While this debate has been taking place a crisis on the supply side of the sector has been building up, with Care Homes going bankrupt. I wrote about this a few months back:
What is driving the crisis in the sector isn’t staffing costs, although these are the largest part of the cost base. It’s the financing costs – Care Homes have lots of debt on their books built up by buying property and making it meet Care Quality Commission Standards .
Advinia, one of the 10 largest residential care companies are the latest to hit the buffers. The CQC are trying to force them to open their books so they can work out how big the problem is
In the case of Advinia they increased their borrowing to purchase some additional homes from BUPA in addition to the debt they had from the costs of homes and keeping them to standard.
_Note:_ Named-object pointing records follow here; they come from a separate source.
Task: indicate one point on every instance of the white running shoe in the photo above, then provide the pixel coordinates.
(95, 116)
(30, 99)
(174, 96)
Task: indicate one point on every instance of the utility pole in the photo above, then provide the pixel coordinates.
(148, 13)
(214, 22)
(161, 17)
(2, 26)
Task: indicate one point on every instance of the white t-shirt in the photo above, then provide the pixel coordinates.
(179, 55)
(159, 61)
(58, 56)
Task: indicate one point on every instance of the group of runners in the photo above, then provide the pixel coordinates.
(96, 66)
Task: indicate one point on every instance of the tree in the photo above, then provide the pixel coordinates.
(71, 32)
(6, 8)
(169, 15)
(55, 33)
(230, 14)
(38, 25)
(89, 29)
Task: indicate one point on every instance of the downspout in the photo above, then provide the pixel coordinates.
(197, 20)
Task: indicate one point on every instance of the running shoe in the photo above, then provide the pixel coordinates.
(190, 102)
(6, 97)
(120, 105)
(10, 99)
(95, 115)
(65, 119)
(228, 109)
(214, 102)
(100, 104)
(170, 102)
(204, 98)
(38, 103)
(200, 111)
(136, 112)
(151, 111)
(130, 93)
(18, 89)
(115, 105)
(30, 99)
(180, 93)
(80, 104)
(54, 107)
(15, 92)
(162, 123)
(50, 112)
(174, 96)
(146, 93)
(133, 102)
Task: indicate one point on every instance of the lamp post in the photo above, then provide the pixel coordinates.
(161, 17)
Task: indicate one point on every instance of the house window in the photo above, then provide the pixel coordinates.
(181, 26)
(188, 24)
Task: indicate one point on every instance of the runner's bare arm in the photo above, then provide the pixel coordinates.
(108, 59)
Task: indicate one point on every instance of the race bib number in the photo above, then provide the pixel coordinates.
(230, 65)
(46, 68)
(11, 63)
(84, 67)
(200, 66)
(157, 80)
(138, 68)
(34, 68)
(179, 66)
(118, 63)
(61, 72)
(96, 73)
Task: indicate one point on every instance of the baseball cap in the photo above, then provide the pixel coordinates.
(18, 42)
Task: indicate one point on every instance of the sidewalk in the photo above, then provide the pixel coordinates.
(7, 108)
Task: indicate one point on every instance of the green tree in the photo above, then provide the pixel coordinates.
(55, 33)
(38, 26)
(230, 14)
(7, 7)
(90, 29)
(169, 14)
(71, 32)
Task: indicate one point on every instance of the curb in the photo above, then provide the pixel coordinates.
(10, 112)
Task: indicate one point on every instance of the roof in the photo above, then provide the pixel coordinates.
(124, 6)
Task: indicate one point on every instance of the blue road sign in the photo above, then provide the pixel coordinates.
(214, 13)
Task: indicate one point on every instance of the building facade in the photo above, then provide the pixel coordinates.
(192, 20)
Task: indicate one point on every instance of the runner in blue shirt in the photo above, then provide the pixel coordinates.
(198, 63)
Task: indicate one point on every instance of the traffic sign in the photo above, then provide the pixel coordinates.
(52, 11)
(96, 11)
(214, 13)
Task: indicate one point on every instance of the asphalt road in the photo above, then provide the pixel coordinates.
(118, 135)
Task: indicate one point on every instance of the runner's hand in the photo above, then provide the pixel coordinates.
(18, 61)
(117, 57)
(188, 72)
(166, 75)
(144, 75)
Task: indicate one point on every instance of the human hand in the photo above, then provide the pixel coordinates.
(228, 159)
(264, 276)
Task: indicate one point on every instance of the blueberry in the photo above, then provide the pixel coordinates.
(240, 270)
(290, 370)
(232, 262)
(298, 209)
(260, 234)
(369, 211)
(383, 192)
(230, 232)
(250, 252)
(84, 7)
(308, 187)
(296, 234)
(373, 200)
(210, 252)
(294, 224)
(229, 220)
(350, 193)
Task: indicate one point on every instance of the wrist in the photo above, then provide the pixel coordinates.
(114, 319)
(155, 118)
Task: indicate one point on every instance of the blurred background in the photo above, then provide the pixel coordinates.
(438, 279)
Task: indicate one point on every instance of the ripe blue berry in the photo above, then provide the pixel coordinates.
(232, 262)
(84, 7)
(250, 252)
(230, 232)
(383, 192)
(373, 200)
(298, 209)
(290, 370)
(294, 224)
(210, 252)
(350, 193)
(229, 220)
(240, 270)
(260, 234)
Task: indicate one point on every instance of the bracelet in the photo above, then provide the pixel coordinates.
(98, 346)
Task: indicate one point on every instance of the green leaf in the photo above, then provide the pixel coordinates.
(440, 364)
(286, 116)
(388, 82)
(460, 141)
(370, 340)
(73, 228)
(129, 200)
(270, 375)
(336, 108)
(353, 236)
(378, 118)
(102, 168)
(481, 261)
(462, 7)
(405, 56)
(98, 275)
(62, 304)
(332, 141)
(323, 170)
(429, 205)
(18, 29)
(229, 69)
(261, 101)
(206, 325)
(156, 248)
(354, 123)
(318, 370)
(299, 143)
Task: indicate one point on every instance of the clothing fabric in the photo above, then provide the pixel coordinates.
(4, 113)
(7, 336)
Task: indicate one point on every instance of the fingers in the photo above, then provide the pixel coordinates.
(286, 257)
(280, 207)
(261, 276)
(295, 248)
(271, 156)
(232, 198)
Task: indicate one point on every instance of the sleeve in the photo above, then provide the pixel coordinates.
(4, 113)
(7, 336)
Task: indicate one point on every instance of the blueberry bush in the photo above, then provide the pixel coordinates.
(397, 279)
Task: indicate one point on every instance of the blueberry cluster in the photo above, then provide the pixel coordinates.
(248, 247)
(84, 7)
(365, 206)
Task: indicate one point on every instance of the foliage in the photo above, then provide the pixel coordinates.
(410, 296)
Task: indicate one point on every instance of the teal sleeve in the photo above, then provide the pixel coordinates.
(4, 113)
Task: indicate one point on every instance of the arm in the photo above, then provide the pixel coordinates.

Their debt per home looks to be similar to Pizza Express’s debt per restaurant. The difference is that PE can close under performing branches much more readily than Advinia.
This is the 2nd major group to run into financing problems this year, after Four Seasons hit the buffers in April.
The obvious answer is for the Government to step in and re-finance the chain using cheap Government borrowing. This could form the basis of a state residential care company that could intervene in the market, and take on more struggling chains to keep capacity open
But instead all that will happen is a fight over who pays what, and how the inherited wealth of middle class people can be protected while the sector shrinks. A sudden shock – the loss of lots of workers due to Brexit for example – would cause a rapid contraction of capacity in parts of the South of England.
Sadly I don’t think anyone in the Health and Care systems is sighted on this at a national/policy level, and it is left to individual health and social care organisations, who aren’t set up to deal with companies that operate nationwise
We are heading toward the Care Crunch.